U.S. equities posted their third weekly decline of 2019 as troubling data from two of Europe’s largest economies rekindled concern about a global slowdown and eroded optimism that the Federal Reserve’s dovish tilt could help prolong the bull market.
The Standard & Poor’s 500-stock index fell 0.8 percent in the five days, with financial stocks leading the way down as 10-year Treasury yields sank to the lowest in more than a year. The Dow Jones industrial average declined 1.3 percent to 25,502. The Nasdaq 100 index gained 0.3 percent, buoyed by a rally in chipmakers including Micron Technology and Advanced Micro Devices.
Stocks resumed this year’s upward charge on Thursday, a day after Fed policymakers said they had no plans to raise interest rates in 2019. The dovish lurch drove the S&P 500 to a five month-high and within 2.6 percent of its September record. That was followed by the biggest one-day plunge since January after weak economic data from Germany and France renewed worries about global growth.

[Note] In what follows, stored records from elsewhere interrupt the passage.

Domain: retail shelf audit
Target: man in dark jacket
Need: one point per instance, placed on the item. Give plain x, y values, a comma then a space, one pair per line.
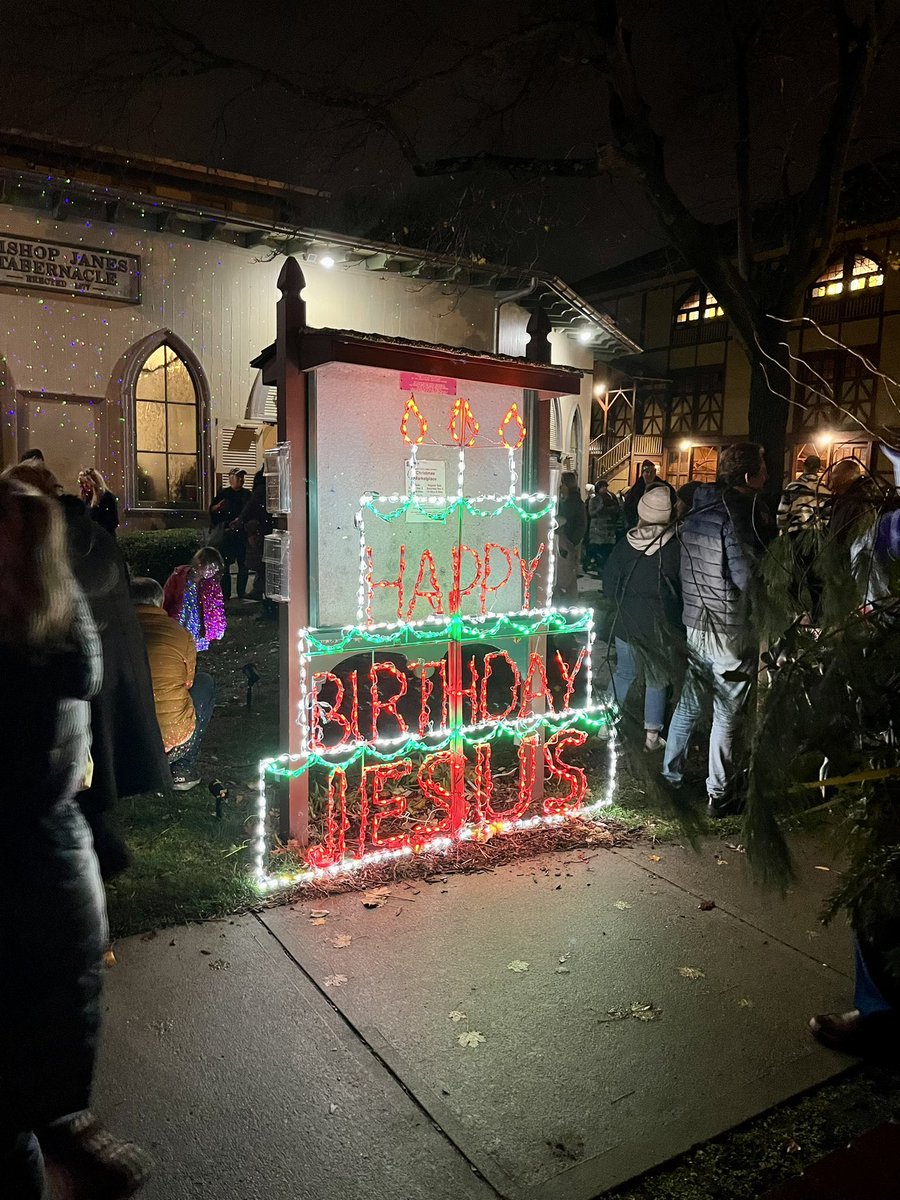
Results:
226, 532
721, 540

Five of the S&P 500’s main 11 industry groups ended the week lower, with financial stocks falling 4.9 percent in their worst day of the year. Tiffany’s 6.9 percent rally stood out as the biggest gainer.
The Treasury will sell $48 billion of three-month bills and $39 billion of six-month bills Monday. They yielded 2.46 percent and 2.48 percent in when-issued trading.